Les amendements visent essentiellement à améliorer les garanties des salariés.
• Groupements d’employeurs. Le texte amendé ne restreint plus aux entreprises de plus de 300 salariés le champ de l’accord collectif (interprofessionnel ou de branche) définissant les garanties accordées aux salariés des groupements. Toute entreprise adhérente serait concernée.
• Prêt de main-d’œuvre. Afin d’encadrer cette pratique, le texte impose des formalités spécifiques (convention de mise à disposition entre l’entreprise prêteuse, l’entreprise utilisatrice et le salarié, avenant au contrat ou notification écrite au salarié), et permet au salarié de refuser sa mise à disposition sans risque de licenciement ou autre sanction.
• Télétravail.

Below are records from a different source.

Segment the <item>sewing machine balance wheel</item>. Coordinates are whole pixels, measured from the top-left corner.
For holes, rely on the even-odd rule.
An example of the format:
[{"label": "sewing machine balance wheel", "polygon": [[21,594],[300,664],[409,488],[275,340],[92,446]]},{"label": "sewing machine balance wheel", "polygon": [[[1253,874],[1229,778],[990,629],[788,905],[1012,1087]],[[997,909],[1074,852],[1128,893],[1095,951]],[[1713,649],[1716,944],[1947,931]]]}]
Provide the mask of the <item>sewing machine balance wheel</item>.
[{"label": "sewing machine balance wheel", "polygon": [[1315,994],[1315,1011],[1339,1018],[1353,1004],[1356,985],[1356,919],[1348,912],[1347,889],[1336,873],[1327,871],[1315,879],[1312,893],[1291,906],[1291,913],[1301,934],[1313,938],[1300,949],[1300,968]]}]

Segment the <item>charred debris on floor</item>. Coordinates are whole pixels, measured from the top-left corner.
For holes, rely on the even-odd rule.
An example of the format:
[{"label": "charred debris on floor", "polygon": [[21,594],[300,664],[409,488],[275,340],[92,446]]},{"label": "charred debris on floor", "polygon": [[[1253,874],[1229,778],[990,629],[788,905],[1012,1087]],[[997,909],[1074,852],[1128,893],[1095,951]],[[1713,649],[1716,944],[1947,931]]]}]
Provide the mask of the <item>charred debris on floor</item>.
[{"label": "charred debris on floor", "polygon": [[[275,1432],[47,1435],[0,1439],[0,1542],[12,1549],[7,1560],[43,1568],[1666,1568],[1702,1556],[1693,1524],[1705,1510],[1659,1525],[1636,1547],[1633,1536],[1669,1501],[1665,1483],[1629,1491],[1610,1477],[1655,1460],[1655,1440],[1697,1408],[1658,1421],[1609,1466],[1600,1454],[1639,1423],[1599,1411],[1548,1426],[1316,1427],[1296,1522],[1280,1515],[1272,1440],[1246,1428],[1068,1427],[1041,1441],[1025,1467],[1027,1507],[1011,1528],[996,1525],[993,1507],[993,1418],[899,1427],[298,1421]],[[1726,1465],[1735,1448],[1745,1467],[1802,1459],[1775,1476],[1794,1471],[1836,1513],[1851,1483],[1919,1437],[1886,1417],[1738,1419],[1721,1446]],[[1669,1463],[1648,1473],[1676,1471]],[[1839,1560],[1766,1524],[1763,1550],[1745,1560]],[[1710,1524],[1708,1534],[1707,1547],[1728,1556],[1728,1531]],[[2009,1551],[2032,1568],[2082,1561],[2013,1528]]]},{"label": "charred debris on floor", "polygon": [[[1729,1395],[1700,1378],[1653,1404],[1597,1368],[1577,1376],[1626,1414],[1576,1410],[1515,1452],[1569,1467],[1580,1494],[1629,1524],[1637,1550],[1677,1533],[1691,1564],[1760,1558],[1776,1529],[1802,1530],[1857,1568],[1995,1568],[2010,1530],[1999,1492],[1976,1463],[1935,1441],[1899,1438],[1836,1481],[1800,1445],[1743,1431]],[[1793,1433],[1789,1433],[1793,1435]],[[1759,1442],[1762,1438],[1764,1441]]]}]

Le texte amendé définit le télétravailleur, impose de fixer à l’avance les plages horaires pour contacter le salarié, et prévoit aussi qu’en cas de circonstances exceptionnelles, notamment de menace de pandémie, le télétravail serait considéré comme un simple aménagement du temps de travail. Il semble que, dans ce cas précis, la mise en œuvre du télétravail ne nécessiterait pas l’accord du salarié.
S’agissant du temps partiel, le texte amendé prévoit que sur la base du volontariat, en accord avec l’employeur et au moyen d’un avenant à leur contrat de travail, les salariés à temps partiel pourraient bénéficier d’une augmentation temporaire de leur durée de travail contractuelle, celle-ci pouvant dans ce cas atteindre l’horaire légal ou conventionnel. Notons qu’actuellement, la loi impose des plafonds à l’accomplissement d’heures complémentaires.
Par ailleurs, les députés ont supprimé l’article créant un crédit d’impôt pour les contrats de professionnalisation.
Ils ont aussi ramené à deux mois la durée de stage à partir de laquelle les stagiaires ont droit à une gratification. Enfin, ils ont consacré le rétablissement pour 2009 de l’allocation équivalent retraite, suivant les modalités précisées par décret (v. Bref social n° 15374 du 4 juin 2009).